The type of reading tested is a superficial scanning technique. Test-takers are prompted to find one or two bits of information, avoid distracting information (words and phrases intentionally designed to confuse) and supply a one word or single phrase response. They must have excellent short-term memory skills as they scan through the various texts, with an average Grade 8 readability, locating the correct response to produce a match.
Think of the model as an eye-hand coordination test for the information age. Rather than manipulate pegs on a peg board, test-takers manipulate bits of information in highly controlled textual environments.
Also needed are solid test-taking skills. Not only will test-takers have to deal with distractors but they will also need to adjust their typical problem-solving and sense-making abilities.
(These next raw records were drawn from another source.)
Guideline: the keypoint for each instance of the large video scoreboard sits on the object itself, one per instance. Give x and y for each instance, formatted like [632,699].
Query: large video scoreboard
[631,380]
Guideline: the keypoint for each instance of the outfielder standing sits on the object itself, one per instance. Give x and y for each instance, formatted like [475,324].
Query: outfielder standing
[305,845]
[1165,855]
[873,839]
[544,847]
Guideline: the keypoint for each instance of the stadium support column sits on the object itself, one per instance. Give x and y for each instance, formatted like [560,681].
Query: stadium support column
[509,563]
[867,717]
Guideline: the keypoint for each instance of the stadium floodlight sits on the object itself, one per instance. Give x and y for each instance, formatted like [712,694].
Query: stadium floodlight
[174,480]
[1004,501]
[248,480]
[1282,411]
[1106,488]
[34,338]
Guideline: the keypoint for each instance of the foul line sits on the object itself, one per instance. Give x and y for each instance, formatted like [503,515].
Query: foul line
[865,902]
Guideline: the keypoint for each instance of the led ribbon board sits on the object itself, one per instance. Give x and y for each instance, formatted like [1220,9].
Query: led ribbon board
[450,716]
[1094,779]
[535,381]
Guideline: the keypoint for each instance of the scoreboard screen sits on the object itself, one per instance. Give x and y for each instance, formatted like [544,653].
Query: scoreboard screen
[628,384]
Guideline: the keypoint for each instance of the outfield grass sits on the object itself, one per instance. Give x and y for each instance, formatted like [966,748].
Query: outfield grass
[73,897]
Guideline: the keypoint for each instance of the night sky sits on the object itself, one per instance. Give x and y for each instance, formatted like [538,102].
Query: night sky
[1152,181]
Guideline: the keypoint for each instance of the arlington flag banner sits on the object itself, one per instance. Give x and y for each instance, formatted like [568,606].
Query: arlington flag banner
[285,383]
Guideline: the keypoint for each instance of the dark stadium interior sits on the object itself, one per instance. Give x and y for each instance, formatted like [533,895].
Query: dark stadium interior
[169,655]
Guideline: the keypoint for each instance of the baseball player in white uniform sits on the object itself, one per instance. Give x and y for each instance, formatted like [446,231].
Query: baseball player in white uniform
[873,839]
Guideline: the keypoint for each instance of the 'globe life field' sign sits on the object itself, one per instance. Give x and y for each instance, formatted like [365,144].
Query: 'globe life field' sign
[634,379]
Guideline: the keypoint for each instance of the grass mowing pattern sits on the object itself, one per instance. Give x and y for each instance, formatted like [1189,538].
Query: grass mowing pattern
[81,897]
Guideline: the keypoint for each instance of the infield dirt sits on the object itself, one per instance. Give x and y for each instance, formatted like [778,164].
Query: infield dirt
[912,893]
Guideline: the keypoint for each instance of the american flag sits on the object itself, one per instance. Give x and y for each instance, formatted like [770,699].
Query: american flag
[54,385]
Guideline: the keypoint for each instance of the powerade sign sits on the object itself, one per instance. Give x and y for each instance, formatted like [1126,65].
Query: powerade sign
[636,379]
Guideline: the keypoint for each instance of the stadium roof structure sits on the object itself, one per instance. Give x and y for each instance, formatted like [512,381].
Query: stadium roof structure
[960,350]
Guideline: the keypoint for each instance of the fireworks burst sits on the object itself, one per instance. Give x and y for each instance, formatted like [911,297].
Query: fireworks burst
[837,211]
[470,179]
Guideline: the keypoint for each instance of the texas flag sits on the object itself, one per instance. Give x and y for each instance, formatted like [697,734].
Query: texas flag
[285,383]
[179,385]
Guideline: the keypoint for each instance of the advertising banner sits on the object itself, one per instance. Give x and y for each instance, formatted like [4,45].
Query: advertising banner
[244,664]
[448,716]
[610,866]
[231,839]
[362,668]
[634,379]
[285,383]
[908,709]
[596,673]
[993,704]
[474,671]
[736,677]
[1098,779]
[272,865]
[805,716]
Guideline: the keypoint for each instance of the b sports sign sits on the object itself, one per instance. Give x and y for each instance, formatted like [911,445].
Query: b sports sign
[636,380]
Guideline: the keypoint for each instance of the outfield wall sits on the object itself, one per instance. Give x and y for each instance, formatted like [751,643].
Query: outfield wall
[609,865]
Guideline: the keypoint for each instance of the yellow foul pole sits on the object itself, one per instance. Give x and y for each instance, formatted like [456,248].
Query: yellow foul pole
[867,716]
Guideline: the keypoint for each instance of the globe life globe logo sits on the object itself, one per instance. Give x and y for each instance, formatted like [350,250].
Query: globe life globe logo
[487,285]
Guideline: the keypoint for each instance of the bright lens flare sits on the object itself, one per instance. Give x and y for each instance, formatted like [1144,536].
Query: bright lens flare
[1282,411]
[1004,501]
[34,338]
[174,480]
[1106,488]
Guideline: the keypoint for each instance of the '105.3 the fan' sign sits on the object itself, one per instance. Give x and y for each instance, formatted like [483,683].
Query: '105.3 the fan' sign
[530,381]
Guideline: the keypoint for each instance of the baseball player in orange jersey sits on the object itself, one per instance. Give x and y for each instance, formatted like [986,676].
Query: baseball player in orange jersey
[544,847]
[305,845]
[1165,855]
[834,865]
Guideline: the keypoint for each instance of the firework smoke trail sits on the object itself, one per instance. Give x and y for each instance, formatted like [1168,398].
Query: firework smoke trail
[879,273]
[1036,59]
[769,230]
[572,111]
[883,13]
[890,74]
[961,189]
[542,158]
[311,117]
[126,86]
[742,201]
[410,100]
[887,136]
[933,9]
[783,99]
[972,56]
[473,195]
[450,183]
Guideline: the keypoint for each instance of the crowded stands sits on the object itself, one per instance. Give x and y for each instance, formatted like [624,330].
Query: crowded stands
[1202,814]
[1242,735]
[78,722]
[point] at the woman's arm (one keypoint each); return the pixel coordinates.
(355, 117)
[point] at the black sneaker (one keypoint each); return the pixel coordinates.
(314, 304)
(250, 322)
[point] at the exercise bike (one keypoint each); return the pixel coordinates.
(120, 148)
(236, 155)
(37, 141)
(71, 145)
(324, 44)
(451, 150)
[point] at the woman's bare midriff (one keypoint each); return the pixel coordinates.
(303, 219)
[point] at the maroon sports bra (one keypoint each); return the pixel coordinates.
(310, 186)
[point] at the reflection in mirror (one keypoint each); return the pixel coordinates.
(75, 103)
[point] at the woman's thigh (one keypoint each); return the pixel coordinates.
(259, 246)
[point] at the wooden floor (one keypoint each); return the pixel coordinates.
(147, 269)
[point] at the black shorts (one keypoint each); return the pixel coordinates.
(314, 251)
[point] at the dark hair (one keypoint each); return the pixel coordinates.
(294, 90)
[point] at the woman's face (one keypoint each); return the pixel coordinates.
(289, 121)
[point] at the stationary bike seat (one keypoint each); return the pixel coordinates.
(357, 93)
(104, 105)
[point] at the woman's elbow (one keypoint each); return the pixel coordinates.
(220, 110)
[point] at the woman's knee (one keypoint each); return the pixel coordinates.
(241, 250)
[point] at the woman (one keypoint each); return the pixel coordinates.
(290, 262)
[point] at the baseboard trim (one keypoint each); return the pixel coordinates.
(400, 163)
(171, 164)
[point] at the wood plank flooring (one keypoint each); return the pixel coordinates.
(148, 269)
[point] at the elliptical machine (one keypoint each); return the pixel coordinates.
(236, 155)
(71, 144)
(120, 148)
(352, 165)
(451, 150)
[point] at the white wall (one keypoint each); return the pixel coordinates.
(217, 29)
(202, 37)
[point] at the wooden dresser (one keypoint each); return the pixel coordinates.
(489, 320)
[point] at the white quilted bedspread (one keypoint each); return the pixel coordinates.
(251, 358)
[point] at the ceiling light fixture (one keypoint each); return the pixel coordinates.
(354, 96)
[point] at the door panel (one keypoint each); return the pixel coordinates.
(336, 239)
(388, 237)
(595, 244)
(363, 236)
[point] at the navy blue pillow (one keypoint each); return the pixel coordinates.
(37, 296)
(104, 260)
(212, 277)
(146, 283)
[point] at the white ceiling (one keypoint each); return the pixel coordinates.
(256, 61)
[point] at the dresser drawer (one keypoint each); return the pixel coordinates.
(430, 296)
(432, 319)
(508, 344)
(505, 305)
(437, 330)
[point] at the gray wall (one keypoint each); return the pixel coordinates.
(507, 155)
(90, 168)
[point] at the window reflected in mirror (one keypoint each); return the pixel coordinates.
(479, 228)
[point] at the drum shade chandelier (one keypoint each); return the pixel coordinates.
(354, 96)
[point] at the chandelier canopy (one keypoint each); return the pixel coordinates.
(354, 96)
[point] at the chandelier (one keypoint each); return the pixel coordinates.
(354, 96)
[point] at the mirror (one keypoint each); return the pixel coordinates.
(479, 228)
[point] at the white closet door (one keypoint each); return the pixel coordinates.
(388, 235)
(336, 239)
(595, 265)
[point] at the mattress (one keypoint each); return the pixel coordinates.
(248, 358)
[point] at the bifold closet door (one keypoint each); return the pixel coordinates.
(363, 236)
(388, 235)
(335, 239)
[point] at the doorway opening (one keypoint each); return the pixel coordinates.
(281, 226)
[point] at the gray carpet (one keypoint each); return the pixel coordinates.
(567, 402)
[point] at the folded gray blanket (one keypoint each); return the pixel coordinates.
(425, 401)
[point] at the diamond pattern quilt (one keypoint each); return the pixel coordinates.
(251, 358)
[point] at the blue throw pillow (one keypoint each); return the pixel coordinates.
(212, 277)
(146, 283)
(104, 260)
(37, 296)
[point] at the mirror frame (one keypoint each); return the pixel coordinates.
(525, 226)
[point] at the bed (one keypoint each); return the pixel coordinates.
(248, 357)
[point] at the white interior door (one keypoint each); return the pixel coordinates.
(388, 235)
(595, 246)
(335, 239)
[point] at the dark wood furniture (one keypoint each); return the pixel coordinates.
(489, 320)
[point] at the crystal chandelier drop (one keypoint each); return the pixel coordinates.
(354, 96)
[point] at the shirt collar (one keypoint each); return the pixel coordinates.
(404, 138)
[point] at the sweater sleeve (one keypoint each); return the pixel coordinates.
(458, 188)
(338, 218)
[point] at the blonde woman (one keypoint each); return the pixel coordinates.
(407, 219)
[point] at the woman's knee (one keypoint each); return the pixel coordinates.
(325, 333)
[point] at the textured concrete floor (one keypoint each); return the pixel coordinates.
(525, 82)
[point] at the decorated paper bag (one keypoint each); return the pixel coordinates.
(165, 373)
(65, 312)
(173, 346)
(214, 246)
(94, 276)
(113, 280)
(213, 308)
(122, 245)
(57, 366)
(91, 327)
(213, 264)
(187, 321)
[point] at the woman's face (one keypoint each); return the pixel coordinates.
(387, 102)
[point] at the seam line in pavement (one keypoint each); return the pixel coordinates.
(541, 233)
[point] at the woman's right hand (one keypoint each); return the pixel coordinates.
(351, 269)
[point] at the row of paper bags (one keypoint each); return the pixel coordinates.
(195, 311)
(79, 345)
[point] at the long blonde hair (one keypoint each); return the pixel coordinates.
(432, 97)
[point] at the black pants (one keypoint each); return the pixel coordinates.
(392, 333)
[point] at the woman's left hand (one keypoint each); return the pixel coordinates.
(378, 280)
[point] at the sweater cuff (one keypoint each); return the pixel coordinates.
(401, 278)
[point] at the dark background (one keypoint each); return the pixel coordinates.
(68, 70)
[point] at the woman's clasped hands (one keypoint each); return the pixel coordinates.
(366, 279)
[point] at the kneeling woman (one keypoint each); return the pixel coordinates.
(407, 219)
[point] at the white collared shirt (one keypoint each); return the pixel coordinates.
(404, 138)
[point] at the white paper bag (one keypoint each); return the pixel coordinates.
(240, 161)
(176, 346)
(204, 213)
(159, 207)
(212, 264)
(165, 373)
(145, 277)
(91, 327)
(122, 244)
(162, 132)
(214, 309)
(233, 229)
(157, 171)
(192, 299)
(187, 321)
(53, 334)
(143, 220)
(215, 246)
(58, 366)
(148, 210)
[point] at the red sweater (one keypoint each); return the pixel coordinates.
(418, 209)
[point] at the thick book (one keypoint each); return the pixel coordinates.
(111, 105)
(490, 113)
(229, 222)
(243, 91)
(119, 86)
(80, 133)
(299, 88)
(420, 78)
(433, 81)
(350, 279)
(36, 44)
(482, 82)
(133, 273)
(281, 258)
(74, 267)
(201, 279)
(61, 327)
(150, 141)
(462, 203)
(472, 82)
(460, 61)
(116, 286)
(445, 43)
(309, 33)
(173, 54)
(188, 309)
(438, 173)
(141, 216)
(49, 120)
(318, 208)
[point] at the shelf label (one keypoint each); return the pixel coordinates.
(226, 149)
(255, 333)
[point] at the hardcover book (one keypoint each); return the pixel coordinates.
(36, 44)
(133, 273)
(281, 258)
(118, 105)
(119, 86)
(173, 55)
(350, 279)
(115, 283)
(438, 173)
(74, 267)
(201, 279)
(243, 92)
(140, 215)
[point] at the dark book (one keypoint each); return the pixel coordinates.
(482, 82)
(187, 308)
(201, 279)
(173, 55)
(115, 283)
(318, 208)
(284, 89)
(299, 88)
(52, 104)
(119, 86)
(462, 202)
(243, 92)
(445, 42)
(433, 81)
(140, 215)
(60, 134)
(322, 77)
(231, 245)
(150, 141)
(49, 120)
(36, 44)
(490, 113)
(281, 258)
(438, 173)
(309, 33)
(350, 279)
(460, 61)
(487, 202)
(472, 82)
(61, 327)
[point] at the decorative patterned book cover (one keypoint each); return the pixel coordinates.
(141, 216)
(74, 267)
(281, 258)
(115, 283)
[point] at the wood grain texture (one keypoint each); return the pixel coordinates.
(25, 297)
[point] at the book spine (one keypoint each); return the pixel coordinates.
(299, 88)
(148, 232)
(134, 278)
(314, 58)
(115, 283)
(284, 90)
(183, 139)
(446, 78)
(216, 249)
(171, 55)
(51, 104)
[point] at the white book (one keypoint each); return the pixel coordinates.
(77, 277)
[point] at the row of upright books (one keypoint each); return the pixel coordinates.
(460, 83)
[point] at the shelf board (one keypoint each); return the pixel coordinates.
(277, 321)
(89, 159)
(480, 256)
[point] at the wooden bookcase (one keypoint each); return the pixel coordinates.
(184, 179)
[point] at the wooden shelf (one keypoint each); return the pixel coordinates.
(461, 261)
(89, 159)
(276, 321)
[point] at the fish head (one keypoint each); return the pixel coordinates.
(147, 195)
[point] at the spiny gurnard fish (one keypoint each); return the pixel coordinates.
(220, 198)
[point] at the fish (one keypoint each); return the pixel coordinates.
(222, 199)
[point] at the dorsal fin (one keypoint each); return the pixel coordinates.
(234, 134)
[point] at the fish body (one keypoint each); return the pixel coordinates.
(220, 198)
Initially, the test items appear to be familiar, inviting people to apply acquired strategies when viewing similar items in everyday life. However, a sensible approach will prove frustrating, and test-takers will need to have enough experience and test-taking resilience to make necessary adjustments.
A related problem with the construct is that it does not draw on language development indicators, such as vocabulary development or sentence construction or reading comprehension skills developed in K-12. Nor does it draw on strategies one might learn to read for academic purposes developed in PSE. Perversely, its theoretical basis is an error analysis of test-taking skills and not reading development indicators!
Although the reading technique is superficial, the test-item design conventions, reliance on short-term memory, scanning processes, distractors, unfamiliar texts, thwarting of typical problem-solving and disassociation from other educational tests combine to make completion challenging. Arguably, one needs a solid formal education at the secondary level in the language of the test simply to complete Level 1 items. (There are three additional levels of difficulty.)
So what happens when this construct is used in high-stakes decision-making in PSE? A series of counter-productive, confounding and compromising responses will likely follow.
- ESO results won’t align neatly with the results from other tests or even grades, since the underlying construct and the overall pedagogical approach are fundamentally different.
- ESO skills (quick scanning to find bits of information to complete the question) are counter-productive to the development of skills valued and needed in PSE and afterwards—that is deep, careful reading, connecting text to experience and other texts, and the application of text-informed knowledge.
- Superficial scanning skills may become more valued, depending on the stakes, and more time may be devoted to their development, pushing aside what really matters.
- If stakes are low for students, many will blow off the test. If stakes are high for institutions and low for students they will likely be pressured to do well. The professional judgement of educators will be compromised.
- Those who will likely struggle with the unique testing construct are non-traditional students, out of school for some time with rusty test-taking skills and multilingual students studying in English or French for the first time. They may then be the targets of ESO instructional remediation.
- They very students who need more academic literacy supports could potentially receive less.
Like a faulty or biased algorithm, the ESO reading model, lifted out of its original context and into a learning context, will unleash a series of systemic inequities and counter-productive decisions and actions.
There is a need for careful consideration and critique from test design, reading development and postsecondary curriculum experts who grasp the implications of high-stakes standardized testing and its unintended consequences.